As a part of the original Judgment in 2015, Justice Wigney concluded, “the very seriousness of Mr Sullivan’s contravening conduct and the extent to which it departed from the standards expected and required of a chief executive officer of a responsible entity of a very large managed investment scheme amounts to moral turpitude and therefore a failure to act honestly for the purposes of …the Corporations Act”.
Today’s confirmation comes less than a year after an appeal against Justice Wigney’s original decision was also unanimously dismissed by three Justices of the Full Federal Court, including Chief Justice James Allsop.
During its life the City Pacific First Mortgage Fund, a managed investment scheme, loaned hundreds of millions of dollars of investor money to developers, primarily for large scale commercial and residential property developments, mostly based on the Gold Coast. Many of the 11,000-odd investors in the Fund are elderly retirees who have been victims of this wrongful conduct. Many investors were completely reliant on their investments in the Fund for their retirement income.
Maurice Blackburn Principal Jason Geisker said that it was one of the most remarkable cases of corporate misconduct he had ever been involved in.
“The trial Judge found, Mr Sullivan’s contraventions of the Corporations Act were serious, flagrant and resulted in serious and significant consequences to the Fund and its members,” Mr Geisker said.
“The Judge noted that Mr Sullivan has shown no contrition whatsoever and instead has strenuously contested these proceedings at every stage, even going so far as to give untruthful evidence to exonerate himself. Given these findings, it is pleasing to know that the Courts have vindicated the claims brought on behalf of the Fund at every stage of this litigation.
“Not only does this final determination vindicate all efforts of the Fund and its members to obtain justice – it also represents another small but important victory towards better corporate governance compliance in Australia.
“Investors will always be exposed to the vagaries of the market but they should never be exposed to losses simply because of corporate misconduct. That is why our corporate governance laws exist - to guard against misconduct and to make effective remedies available for victims of wrongdoing.”
Trilogy Funds Management Ltd, which brought the case in its capacity as the responsible entity of the Pacific First Mortgage Fund, now has the right to payment of $72.3 million, which it will be seeking to recover from Mr Sullivan and other former City Pacific directors. Mr McCormick, who did not appeal the original decision, has since been made bankrupt.
Brief timeline of the Sullivan saga since the original trial concluded in July 2014:
- Original judgment by Justice Wigney, found four former City Pacific Limited directors, Philip Sullivan, Stephen McCormick, Ian Donaldson and Thomas Swan, liable for millions of dollars in losses resulting from the Fund’s disastrous loans to former development tycoon Craig Gore’s group of companies on the ‘Seven Mountains’ properties known as Saddleback, on the Gold Coast hinterland.

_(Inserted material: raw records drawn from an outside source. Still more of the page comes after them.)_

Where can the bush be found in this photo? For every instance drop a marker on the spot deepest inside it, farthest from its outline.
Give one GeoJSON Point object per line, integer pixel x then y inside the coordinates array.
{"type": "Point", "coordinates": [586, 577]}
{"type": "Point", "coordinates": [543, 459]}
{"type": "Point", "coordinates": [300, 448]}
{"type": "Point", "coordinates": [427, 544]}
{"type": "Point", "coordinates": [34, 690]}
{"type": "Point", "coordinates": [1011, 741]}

The trial Judge formed a very negative view of Mr Sullivan saying…that he was "a most unsatisfactory and unimpressive witness"… His Honour also described Mr Sullivan as “trenchant and emphatic and often belligerent”.
- Appeal by Sullivan, Swan and Donaldson unanimously rejected by three Justices of the Federal Court of Australia.
- The High Court rejects application for special leave to appeal, with costs against Sullivan, Swan and Donaldson.